Et ce gag cynique à Latran. Car c’était une joke… rassurez-moi ! D’où le Bigard sous le bras. Une trentaine de minutes de discours et la laïcité française est à revoir. Ah ça oui, il avait prévenu, écrit, publié, bien avant son adoubement. Donc on courbe l’échine et on espère ? On ferme les yeux en rêvant que l’au-delà sera meilleur ? Et s’il n’y en avait pas ? Encore un pilier de la démocratie que l’on prend en raillerie : « Vous croyez encore en la laïcité ? Vous n’êtes pas sérieux. Je suis personnellement parti en colo aux States, vous savez, le pays de la modernité… Eh bien ils ne font pas comme ça du tout. Et puis J’ai dit que je ferai la rupture, alors… ».
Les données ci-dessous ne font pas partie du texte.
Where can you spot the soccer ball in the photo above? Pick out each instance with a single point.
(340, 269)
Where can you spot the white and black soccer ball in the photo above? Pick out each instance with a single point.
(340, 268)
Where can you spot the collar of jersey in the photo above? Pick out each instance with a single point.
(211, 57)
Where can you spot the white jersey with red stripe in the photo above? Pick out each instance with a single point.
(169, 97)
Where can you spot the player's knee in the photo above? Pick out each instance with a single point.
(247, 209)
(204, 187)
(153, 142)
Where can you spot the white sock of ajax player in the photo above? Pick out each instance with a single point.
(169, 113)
Et le « mini » traité pour une Constitution européenne. Finies les blagues jeunes gens. On arrête de faire les enfants. Il faut être sérieux. Allez espérer plus loin. Non, plus loin ! Les enfants ne savent que dire non… anyway. Je te change le nom, rassemble les copains, et mets à sac la souveraineté populaire.

 

Quant à nos relations avec l’étranger… Les droits de l’homme, c’est pour les fillettes. Retournez à vos bacs à sable, papa est là pour gagner la croûte. Un contrat ici où là vaut bien d’effacer quelques lignes de la déclaration qui a trop longtemps encombré notre pays. C’est pas juste ? C’est ça être adulte ! Il faut dire que pour ça par contre, il n’avait pas prévenu. Il nous avait même soutenu le contraire dans un magnifique discours sur la France, terre d’asile et défenseuse des droits humains par-delà les océans… Vous savez ce que c’est : on s’emballe, on s’emballe et les mots dépassent la pensée.
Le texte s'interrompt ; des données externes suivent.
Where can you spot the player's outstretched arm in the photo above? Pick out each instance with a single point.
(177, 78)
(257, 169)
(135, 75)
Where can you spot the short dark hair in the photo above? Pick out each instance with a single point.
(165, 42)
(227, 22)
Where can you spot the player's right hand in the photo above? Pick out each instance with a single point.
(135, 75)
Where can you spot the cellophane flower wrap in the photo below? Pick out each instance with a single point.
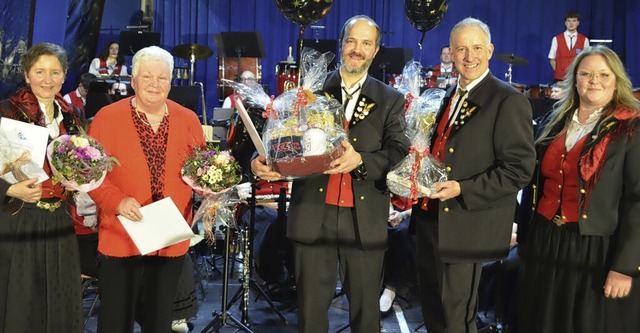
(303, 130)
(16, 163)
(413, 177)
(213, 174)
(78, 162)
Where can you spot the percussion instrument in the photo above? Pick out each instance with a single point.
(511, 59)
(192, 52)
(228, 69)
(540, 91)
(287, 74)
(519, 87)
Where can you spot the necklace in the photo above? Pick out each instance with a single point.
(134, 104)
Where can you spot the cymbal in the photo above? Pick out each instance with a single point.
(187, 50)
(512, 59)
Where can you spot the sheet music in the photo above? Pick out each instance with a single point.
(251, 129)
Mais il ne fait qu’appliquer le programme pour lequel on – ils – l’a élu. Enfin c’est ce qu’il dit. Car élit-on un président sur son programme ? La personnalisation de cette élection n’est plus à prouver. Combien l’ont lu ? Et surtout, combien l’ont véritablement compris ? Encore aurait-il fallu que ce programme eut été compréhensible. S’il y a un héritage que Nicolas Sarkozy n’a pas renié, c’est bien celui de Ronald Reagan. Passons sur le fond (bien qu’il y aurait beaucoup à dire). C’est bien de stratégie politique dont il est question ici et donc de la triangulation à la Reagan. Cette stratégie à la mode ces dernières années permet d’accéder au pouvoir sans s’embarrasser de morale ou de convictions. L’idée est de présenter des propositions catégorielles, selon le public auquel on s’adresse ; et de reprendre les propositions de ses adversaires politiques à son compte pour leur couper l’herbe sous le pied. La question du candidat n’est plus : « Comment puis-je les convaincre que mon programme est le meilleur ? ». Mais plutôt : « Que pourrais-je leur proposer pour qu’ils votent pour moi ? ». On marche sur la tête !

 

Bon, rassurons-nous, il n’y a pas lieu d’être inquiet quant à la potentielle efficacité de telles pratiques dans un pays démocratique. Les journalistes, formés et volontaires, sont là pour rassembler les pièces, analyser les discours et montrer que toutes ces propositions ne font pas un ensemble cohérent ; que les principes parfois présentés sont loin des valeurs défendues par le parti du candidat.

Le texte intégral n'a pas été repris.